Implementation[OpenhouseCommitEventTablePartitionStats]: Implement partition-level statistics collection and publishing for tables in TableStatsCollectionSparkApp #413

srawat98-dev · 2025-12-11T10:22:21Z

Summary

I extended the existing TableStatsCollectionSparkApp to implement the logic for populating the OpenhouseCommitEventTablePartitionStats table.

This new table will serve as the partition-level source of truth for statistics and commit metadata across all OpenHouse datasets. The table contains exactly one row per partition, where the commit metadata reflects the latest commit that modified that partition. Each record includes:

Commit Metadata (from the latest commit that changed the respective partition)
- Commit ID (snapshot_id)
- Commit timestamp (committed_at)
- Commit App Id (spark app id)
- Commit App Name (spark app name)
- Commit operation (APPEND, DELETE, OVERWRITE, REPLACE)
Table Identifier (database, table, cluster, location, partition spec)
Partition Data (typed column values for all partition columns)
Table Level Stats (rowCount, columnCount)
Field/Column Level Stats (nullCount, nanCount, minValue, maxValue, columnSizeInBytes)

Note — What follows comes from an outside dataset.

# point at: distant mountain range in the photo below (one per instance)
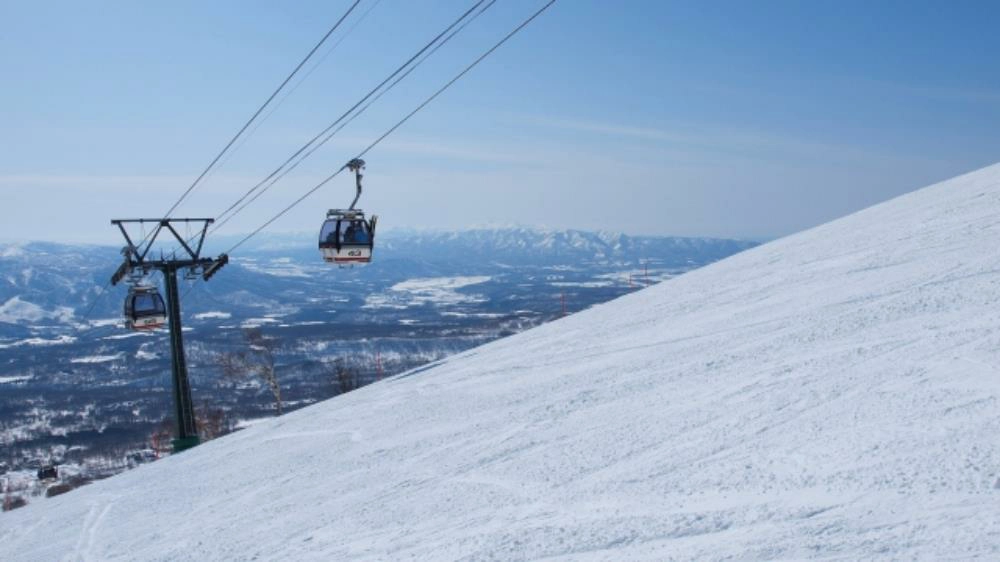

This enables granular partition-level analytics and monitoring, providing:

Partition-level statistics - Access detailed metrics (row counts, column stats) for each partition
Latest state tracking - Know the current state of each partition and when it was last modified
Fine-grained monitoring - Monitor data quality and distribution at partition granularity
Optimized queries - Identify partitions to scan based on min/max values and data freshness
Data profiling - Analyze data characteristics (nulls, NaNs, size) per partition for optimization
Incremental processing - Efficiently identify which partitions contain relevant data for downstream pipelines

Output

This PR ensures the TableStatsCollectionSparkApp executes all 4 collection tasks (table stats, commit events, partition events, and partition stats) synchronously while maintaining complete data collection and publishing functionality.

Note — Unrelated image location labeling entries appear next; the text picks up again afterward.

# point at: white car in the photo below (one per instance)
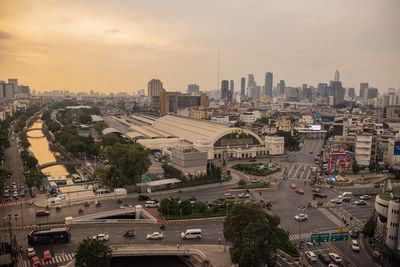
(301, 217)
(244, 195)
(354, 245)
(31, 252)
(102, 237)
(335, 257)
(155, 235)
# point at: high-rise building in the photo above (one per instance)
(351, 92)
(243, 86)
(225, 90)
(337, 78)
(371, 93)
(193, 88)
(323, 89)
(363, 88)
(154, 88)
(268, 84)
(337, 92)
(231, 89)
(14, 82)
(281, 87)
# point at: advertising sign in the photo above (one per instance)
(341, 162)
(396, 148)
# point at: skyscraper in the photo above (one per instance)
(231, 89)
(154, 87)
(281, 87)
(243, 86)
(363, 88)
(337, 78)
(193, 88)
(224, 90)
(14, 82)
(268, 84)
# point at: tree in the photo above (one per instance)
(92, 252)
(254, 235)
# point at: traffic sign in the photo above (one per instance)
(340, 236)
(319, 238)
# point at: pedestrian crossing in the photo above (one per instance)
(14, 203)
(299, 171)
(58, 258)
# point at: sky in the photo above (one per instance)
(119, 45)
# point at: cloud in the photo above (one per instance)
(4, 35)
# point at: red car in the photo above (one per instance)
(35, 261)
(46, 255)
(299, 191)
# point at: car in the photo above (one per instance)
(30, 252)
(155, 236)
(311, 256)
(360, 202)
(42, 213)
(143, 198)
(320, 195)
(35, 261)
(229, 196)
(324, 258)
(299, 191)
(316, 190)
(301, 217)
(354, 245)
(354, 233)
(335, 257)
(125, 206)
(130, 233)
(337, 201)
(101, 237)
(46, 255)
(244, 195)
(365, 197)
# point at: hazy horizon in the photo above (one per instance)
(119, 46)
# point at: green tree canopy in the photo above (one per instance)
(254, 235)
(92, 252)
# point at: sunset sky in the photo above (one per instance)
(113, 46)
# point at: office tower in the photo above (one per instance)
(337, 78)
(337, 92)
(225, 90)
(351, 92)
(371, 93)
(9, 90)
(268, 84)
(14, 82)
(231, 88)
(154, 87)
(193, 88)
(363, 88)
(243, 86)
(281, 87)
(323, 89)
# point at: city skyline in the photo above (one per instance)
(121, 46)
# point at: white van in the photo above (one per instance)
(311, 256)
(347, 194)
(191, 234)
(151, 204)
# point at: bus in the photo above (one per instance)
(49, 236)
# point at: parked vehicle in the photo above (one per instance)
(155, 236)
(191, 234)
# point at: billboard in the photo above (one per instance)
(396, 151)
(341, 162)
(314, 128)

End-to-End Verification (Docker)

1. Sequential Execution Timeline

25/12/11 09:08:26 INFO spark.TableStatsCollectionSparkApp: Starting table stats collection for table: testdb.partition_stats_test 25/12/11 09:08:36 INFO spark.TableStatsCollectionSparkApp: Completed table stats collection for table: testdb.partition_stats_test in 9694 ms

25/12/11 09:08:36 INFO spark.TableStatsCollectionSparkApp: Starting commit events collection for table: testdb.partition_stats_test 25/12/11 09:08:38 INFO spark.TableStatsCollectionSparkApp: Completed commit events collection for table: testdb.partition_stats_test (3 events) in 2258 ms

25/12/11 09:08:38 INFO spark.TableStatsCollectionSparkApp: Starting partition events collection for table: testdb.partition_stats_test 25/12/11 09:08:41 INFO spark.TableStatsCollectionSparkApp: Completed partition events collection for table: testdb.partition_stats_test (3 partition events) in 3282 ms

25/12/11 09:08:41 INFO spark.TableStatsCollectionSparkApp: Starting partition stats collection for table: testdb.partition_stats_test 25/12/11 09:08:49 INFO spark.TableStatsCollectionSparkApp: Completed partition stats collection for table: testdb.partition_stats_test (3 partition stats) in 7895 ms

25/12/11 09:08:49 INFO spark.TableStatsCollectionSparkApp: Total collection time for table: testdb.partition_stats_test in 23137 ms

Key Points:

✅ Tasks execute sequentially (no overlapping timestamps)
✅ Each task starts immediately after previous completes
✅ Total time = sum of individual tasks (9.7s + 2.3s + 3.3s + 7.9s = 23.1s)
✅ No "parallel execution" in log message (synchronous pattern confirmed)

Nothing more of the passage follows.